Precisamente por ocasião do ano comemorativo de Lutero, voltamos a experimentar um vínculo estreito com as comunidades evangélicas e seus membros.
Através da vida comunitária, com base nos valores cristãos, descobrimos muito mais o que une do que o que separa as confissões. Muitos de nós achariam coerente reunir-se ao redor da mesa do Senhor e celebrar juntos a Eucaristia. Sofremos com o fato de que isso não seja possível e que não seja permitido pela nossa Igreja. Isso causa sofrimento em muitos de nós.
Aqueles que ainda não conseguem imaginar uma comunhão de mesa dessa magnitude, no entanto, desejam maior liberdade de consciência nas decisões pessoais quanto à participação na mesa da outra confissão. Nos encontros entre religiosos, muitos sentem a dor da separação e se abstêm de receber a comunhão. Em todo caso, o desejo pela unidade da Igreja permanece também no problema da Eucaristia, mesmo que o sofrimento permaneça.
Citamos aqui o que os bispos escrevem em Ser Igreja juntos, onde foi dito já em 2015: "Útil para nossa busca por uma nova colaboração entre sacerdotes e leigos é olhar para a teologia e a espiritualidade da liderança como foi desenvolvida pelas ordens religiosas na Igreja. As Regras e os estatutos ajudam a moldar a vida cotidiana da comunidade com as diferentes personalidades e suas tarefas concretas".
Regulam como enfrentar o pluralismo em uma comunidade religiosa e descrevem o ministério de liderança no contexto da missão comum a serviço de Deus e dos homens. Deste modo, as Ordens enfrentaram um problema que hoje se faz sentir mais fortemente e que surge como resultado da multiplicidade dos carismas e vocações da Igreja.
Das Ordens pode-se aprender a discernir e encontrar juntos a vontade de Deus; como envolver todos o máximo possível nas decisões que afetam a todos; como é possível regular canonicamente os cargos de direção por meio do voto; como é proveitoso assumir uma posição de liderança apenas por um tempo determinado, para depois voltar juntos como irmãos ou irmãs com seus próprios carismas na comunidade" (Ser Igreja juntos, Os bispos alemães sobre a renovação da pastoral).
Consideramos essas palavras como proféticas e acreditamos que chegou a hora de implementá-las em todos os níveis. No Caminho Sinodal da Alemanha descobrimos abordagens cheias de esperança. Em palavras-chave como separação dos poderes, transparência, prestação de contas, que são padrões sociais, a Igreja não deve ser menos convincente que a sociedade.
A Igreja diocesana também pode aprender com muitas de nossas comunidades como proceder criativamente nas mudanças e transformações. Mas nós religiosos também, em muitos aspectos, ainda temos muito a aprender. A sinodalidade também é para nós um campo constante de aprendizado que os responsáveis pela gestão podem promover ou dificultar.
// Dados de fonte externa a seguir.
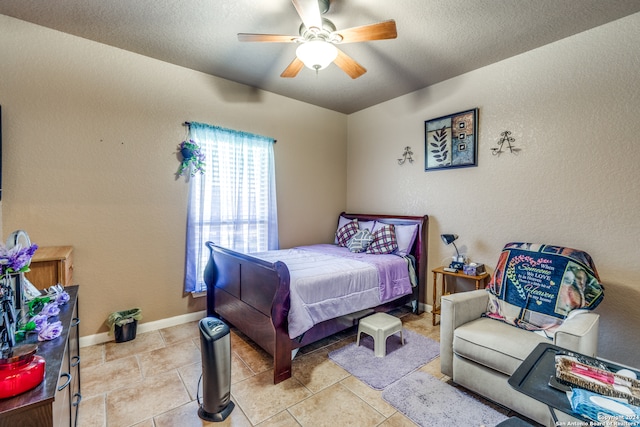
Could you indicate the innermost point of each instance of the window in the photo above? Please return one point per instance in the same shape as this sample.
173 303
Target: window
232 204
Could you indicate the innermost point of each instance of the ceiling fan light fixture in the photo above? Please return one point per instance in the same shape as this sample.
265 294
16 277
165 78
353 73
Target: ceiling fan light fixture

Nas Ordens, em geral, experimentamos um alto grau de participação de todos os membros, mesmo nos processos eletivos, por exemplo, na escolha dos delegados a um capítulo. O fundamento da cultura de uma Ordem é o discernimento comum dos espíritos, a obtenção de um consenso que inclui conscientemente a liderança.
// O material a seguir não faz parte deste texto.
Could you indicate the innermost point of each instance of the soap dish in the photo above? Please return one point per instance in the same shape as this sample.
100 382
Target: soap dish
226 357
O medo da codecisão por todos os membros de um grupo (elementos democráticos) deixa muitos de nós perplexos. Mesmo que na Igreja hierárquica seja uma prática comum as eleições (do papa, dos bispos...), as votações (nos concílios, nos sínodos...). Queremos, portanto, promover um diálogo para descobrir de onde vem o medo da codecisão e como podemos enfrentá-la. Ninguém quer um retorno às estruturas sociais autoritárias.
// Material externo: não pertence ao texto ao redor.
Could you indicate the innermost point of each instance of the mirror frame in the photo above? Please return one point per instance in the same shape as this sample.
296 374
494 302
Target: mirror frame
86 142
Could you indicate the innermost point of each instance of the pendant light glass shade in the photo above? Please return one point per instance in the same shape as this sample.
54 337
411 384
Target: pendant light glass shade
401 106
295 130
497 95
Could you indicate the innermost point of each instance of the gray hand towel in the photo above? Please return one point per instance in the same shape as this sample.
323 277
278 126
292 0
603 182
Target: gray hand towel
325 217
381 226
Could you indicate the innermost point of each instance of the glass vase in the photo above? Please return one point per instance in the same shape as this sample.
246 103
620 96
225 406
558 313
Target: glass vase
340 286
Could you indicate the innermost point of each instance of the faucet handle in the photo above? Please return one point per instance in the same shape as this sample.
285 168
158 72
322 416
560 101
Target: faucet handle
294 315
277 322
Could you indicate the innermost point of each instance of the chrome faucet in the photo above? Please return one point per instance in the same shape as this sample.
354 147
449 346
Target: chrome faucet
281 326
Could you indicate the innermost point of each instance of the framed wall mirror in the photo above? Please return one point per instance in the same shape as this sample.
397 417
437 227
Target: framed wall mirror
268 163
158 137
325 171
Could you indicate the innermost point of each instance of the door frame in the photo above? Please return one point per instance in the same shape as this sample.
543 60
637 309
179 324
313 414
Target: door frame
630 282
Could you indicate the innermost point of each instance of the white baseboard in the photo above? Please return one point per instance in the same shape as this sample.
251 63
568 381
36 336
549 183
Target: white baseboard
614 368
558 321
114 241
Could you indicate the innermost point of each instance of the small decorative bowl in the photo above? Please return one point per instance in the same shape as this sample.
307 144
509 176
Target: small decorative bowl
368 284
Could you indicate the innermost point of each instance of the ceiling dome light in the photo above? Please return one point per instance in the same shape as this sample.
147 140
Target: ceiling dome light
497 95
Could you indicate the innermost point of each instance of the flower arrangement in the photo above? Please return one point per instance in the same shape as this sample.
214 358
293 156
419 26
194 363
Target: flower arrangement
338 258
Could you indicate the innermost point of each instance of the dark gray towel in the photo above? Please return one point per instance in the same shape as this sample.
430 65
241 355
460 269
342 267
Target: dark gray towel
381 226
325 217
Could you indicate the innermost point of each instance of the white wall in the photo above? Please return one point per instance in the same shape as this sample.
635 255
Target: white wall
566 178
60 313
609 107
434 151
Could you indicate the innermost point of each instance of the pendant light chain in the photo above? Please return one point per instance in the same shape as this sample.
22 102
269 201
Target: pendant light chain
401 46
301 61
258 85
Esperamos que o sínodo sobre a sinodalidade não permaneça apenas um belo evento. Esperamos que todas as contribuições ao Sínodo Mundial, que serão preparadas com muito empenho e investimento de tempo, sejam redigidas, analisadas, avaliadas e discutidas com espírito de discernimento e, finalmente, traduzidas em sua implementação concreta.